Munidos de crachás, faixas e bandeiras, que batem ao vento, reunem-se aos milhares, para apoiarem 4 militantes sindicalistas que vão comparecer perante o Tribunal de Recurso de Poitiers.

 
   
De que são acusados? De terem participado no incêndio da sede da associação patronal, em La Rochelle, em 2003, no decurso de uma manifestação de 1500 pessoas. Dois deles foram condenados, em Junho passado, a um mês de prisão, em regime de pena suspensa, e a uma multa conjunta de 1,2 milhões de euros! Para estes trabalhadores modestos, isso equivale a 75 anos de salário…

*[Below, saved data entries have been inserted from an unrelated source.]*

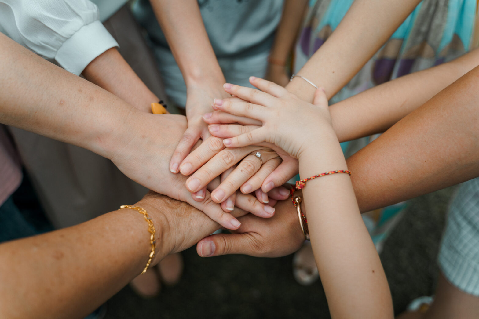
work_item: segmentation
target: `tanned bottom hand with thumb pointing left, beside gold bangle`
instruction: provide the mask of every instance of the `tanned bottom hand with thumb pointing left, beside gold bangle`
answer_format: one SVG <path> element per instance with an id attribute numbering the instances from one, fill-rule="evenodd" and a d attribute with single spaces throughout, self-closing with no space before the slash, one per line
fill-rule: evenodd
<path id="1" fill-rule="evenodd" d="M 248 214 L 239 217 L 241 227 L 232 234 L 215 234 L 198 242 L 202 257 L 246 254 L 255 257 L 280 257 L 297 251 L 305 238 L 291 200 L 278 202 L 276 214 L 259 218 Z"/>

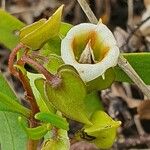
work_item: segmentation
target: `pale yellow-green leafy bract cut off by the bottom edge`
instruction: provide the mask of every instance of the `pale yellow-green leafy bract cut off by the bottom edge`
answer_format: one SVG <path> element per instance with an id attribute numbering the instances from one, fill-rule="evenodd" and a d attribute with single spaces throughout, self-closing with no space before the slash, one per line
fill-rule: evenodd
<path id="1" fill-rule="evenodd" d="M 67 135 L 67 131 L 63 129 L 59 129 L 57 131 L 57 137 L 52 137 L 47 140 L 43 146 L 42 150 L 69 150 L 70 149 L 70 141 Z"/>

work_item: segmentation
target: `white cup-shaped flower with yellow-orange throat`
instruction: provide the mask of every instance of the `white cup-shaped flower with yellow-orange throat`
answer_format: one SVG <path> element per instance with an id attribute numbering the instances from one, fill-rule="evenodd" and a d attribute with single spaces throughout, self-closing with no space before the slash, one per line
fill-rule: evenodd
<path id="1" fill-rule="evenodd" d="M 61 57 L 88 82 L 117 64 L 119 48 L 112 32 L 100 21 L 72 27 L 61 43 Z"/>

No meio da multidão, aprecio o ambiente de fraternidade e bom humor. Estamos todos ali pela mesma causa.
 
   
Que prazer nos dá aquela partilha, os encontros ou reencontros, o escutar de palavras de esperança!
É difícil evitar as fotografias.
«A minha mãe, que gosta imenso de si, vai ficar feliz por o ver numa fotografia comigo.»
rencontre
 
   
É igualmente difícil recusar um copinho de moscatel, ou de uísque! Os sindicalistas vêm bem apetrechados. Nas suas mochilas trazem provisões para todo o dia.
Os jornalistas presentes começam invariavelmente pela mesma pergunta:
«Por que veio a esta manifestação?» A resposta é sempre igual: «Para pedir a libertação destes quatro militantes.»
Tendo em conta a vacuidade do processo, penso que estão inocentes. O problema, neste caso, é a vontade de fazer deles exemplo, para criminalizar a acção sindical.